His advisers are putting legislation in place so that firms can now negotiate with their employees for higher pay and more hours, and they can offer Sunday work at double the pay, whereas Sunday hours used to be illegal, which was a huge drag on consumption and hence GDP growth, jobs, and pay. (In economics, what goes around, comes around, and it's an upward spiral.)

So in fact, what he has done is call this work-week problem by a different name. People are now able to understand that their whole cultural fabric is not under attack; but rather that he would simply like to improve their purchasing power and take-home pay. He does not try to force rehabilitation and capitulation down their throats; he simply points out the specific home-economic advantages of job suppleness, how it improves one's condition, not destroys it as they feared.

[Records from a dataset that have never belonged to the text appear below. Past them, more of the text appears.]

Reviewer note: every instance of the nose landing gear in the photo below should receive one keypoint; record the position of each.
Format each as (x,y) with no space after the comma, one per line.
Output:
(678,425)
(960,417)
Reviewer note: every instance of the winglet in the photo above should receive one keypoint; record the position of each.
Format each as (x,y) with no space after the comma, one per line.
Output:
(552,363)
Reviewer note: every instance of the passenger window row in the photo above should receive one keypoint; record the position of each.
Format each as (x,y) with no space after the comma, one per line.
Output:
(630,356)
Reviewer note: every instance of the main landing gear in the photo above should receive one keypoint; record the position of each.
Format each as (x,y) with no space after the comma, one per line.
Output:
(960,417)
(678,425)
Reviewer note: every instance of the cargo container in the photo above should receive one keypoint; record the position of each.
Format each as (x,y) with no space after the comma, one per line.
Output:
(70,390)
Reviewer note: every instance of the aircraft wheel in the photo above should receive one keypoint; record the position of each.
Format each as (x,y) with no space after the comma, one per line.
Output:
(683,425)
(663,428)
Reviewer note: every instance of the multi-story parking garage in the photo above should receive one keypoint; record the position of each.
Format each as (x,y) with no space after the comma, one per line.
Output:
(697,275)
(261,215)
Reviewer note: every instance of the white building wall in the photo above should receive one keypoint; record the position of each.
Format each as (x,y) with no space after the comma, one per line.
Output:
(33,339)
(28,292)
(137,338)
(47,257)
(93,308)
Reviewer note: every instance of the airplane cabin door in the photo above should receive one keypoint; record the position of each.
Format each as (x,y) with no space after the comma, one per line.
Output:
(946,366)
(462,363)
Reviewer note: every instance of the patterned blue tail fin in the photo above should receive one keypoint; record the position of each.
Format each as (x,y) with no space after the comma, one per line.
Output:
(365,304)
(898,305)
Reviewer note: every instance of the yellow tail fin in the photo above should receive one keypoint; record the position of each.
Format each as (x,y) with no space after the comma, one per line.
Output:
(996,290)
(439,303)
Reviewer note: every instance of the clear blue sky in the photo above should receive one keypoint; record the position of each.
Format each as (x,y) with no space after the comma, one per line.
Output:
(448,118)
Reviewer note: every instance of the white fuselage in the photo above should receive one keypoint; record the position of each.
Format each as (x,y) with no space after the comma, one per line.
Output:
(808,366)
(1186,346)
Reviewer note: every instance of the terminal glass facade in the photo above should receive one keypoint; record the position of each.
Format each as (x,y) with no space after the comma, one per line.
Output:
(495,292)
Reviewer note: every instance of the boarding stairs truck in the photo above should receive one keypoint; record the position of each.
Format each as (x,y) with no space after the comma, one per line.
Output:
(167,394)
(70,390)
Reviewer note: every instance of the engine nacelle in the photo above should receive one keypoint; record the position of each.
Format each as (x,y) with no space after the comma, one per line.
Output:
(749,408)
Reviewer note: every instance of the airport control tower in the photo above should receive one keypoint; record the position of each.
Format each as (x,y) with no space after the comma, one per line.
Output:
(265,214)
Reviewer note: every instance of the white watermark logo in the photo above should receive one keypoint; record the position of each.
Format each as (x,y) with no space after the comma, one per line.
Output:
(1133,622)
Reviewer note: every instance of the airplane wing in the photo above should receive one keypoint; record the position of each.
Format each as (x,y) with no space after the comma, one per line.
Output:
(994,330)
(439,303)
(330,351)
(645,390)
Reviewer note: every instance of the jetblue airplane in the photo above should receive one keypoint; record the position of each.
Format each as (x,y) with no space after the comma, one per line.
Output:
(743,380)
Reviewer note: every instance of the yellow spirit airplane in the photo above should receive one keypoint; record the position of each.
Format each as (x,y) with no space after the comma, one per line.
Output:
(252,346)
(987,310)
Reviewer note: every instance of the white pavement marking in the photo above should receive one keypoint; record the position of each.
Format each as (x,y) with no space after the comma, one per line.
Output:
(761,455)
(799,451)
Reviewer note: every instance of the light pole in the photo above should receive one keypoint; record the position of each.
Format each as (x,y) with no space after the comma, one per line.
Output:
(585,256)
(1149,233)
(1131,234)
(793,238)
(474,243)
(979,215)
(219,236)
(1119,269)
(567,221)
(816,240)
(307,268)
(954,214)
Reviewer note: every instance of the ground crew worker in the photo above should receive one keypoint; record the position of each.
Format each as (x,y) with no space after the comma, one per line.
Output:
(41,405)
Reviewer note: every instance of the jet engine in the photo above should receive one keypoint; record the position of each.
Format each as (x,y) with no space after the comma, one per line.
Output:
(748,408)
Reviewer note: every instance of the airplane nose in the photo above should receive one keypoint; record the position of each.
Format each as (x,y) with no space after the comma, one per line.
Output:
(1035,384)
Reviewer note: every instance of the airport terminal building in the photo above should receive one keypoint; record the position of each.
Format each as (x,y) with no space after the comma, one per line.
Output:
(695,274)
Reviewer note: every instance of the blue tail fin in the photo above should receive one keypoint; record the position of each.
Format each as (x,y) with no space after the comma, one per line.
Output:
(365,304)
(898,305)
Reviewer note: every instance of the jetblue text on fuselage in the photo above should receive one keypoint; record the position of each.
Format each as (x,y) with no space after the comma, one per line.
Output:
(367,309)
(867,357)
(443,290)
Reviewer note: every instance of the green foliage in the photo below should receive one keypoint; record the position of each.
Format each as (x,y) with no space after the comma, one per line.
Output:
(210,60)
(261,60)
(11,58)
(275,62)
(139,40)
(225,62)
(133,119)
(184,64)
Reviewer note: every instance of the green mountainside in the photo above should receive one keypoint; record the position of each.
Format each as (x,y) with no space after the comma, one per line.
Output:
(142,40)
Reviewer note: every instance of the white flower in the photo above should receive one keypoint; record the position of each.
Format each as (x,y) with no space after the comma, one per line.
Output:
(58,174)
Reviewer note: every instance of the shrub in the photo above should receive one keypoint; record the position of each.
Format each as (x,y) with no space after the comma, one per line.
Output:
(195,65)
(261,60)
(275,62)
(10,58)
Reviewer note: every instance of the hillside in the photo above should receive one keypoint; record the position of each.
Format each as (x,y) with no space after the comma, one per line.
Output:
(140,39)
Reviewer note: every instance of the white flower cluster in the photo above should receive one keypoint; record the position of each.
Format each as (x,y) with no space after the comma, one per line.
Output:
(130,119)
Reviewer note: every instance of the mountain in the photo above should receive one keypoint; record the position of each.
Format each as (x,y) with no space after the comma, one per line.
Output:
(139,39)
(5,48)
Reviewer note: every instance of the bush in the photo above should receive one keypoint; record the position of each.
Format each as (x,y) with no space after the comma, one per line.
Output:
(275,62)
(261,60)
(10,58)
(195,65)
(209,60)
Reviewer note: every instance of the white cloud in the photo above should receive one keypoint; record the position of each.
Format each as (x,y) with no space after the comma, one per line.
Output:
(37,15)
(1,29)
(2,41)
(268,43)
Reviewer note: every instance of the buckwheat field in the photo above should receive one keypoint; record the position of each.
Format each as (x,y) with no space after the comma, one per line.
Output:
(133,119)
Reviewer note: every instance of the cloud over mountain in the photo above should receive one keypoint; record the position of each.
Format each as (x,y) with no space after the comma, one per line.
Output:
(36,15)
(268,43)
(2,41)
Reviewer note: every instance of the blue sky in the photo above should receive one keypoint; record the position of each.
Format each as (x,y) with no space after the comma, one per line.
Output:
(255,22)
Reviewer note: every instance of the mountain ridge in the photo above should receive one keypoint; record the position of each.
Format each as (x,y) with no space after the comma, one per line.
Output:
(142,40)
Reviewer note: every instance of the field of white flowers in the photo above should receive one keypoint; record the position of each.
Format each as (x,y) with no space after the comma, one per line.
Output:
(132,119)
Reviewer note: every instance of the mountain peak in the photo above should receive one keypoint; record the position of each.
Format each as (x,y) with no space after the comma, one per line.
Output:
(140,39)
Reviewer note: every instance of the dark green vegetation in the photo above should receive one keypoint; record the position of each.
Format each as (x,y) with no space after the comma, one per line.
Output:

You can sense that the "ruse" hasn't worked on everyone, to wit the following reactions from all over the map of French media:

"Sarkozy opens the way to dismantling the 35-hour week" - from right-wing Le Monde

"The assault on the 35-hour week" - at leftist Liberation

"The end of the shackles of the 35-hour week" - in the government-friendly Le Figaro

(Source at Reuters.)

This French president has got a knack. He's getting done what no government before him has managed to do. The 35-hour work week is no longer the enemy, because he has changed its name, encroached upon it from the edges. Even the usual blackmailing thrust of the massive strikes that were going to paralyze the country petered out after a few days.

The reason for his success: Of course Sarkozy's popular mandate, but also his style--in fact, mostly his style.

Although he sometimes comes off as a bit of a spoiled brat, when you really listen to him you can't help but like the guy--unless you're some wacko who hates everybody that doesn't agree with you.

He is wily, yet he talks with frankness, and you feel his wiliness is on your side. His experience and intelligence serve him well, but he seems like a likable ordinary fellow. He is smart, but understandable. He is self-effacing in his public appearances, instead of haughty and overbearing as his socialist rivals tend to be. Most important, you feel like he's bringing you into his plan, instead of imposing it upon you. You have a choice in the matter. You are a part of the solution, not the problem.

Not only that, but he's chosen people like himself to hold the most important positions in the nation. His justice minister is a down-to-earth young woman of North African descent who seems capable, yet quite sensitive and human. His education minister is a young woman who is eloquent, persuasive, non-confrontational, and who absolutely blew a socialist detractor out the window night before last on TV5 television, by proving that she was as well-read as he.

My hopes are up for the future of France. Now, if we can only teach Sarkozy a thing or two about economics, before he embarrasses himself by trying to impose price controls to manage inflation. (He intends to sit down with the CEOs of the big megastores to discuss the issue. Let's hope this time it's just for show.)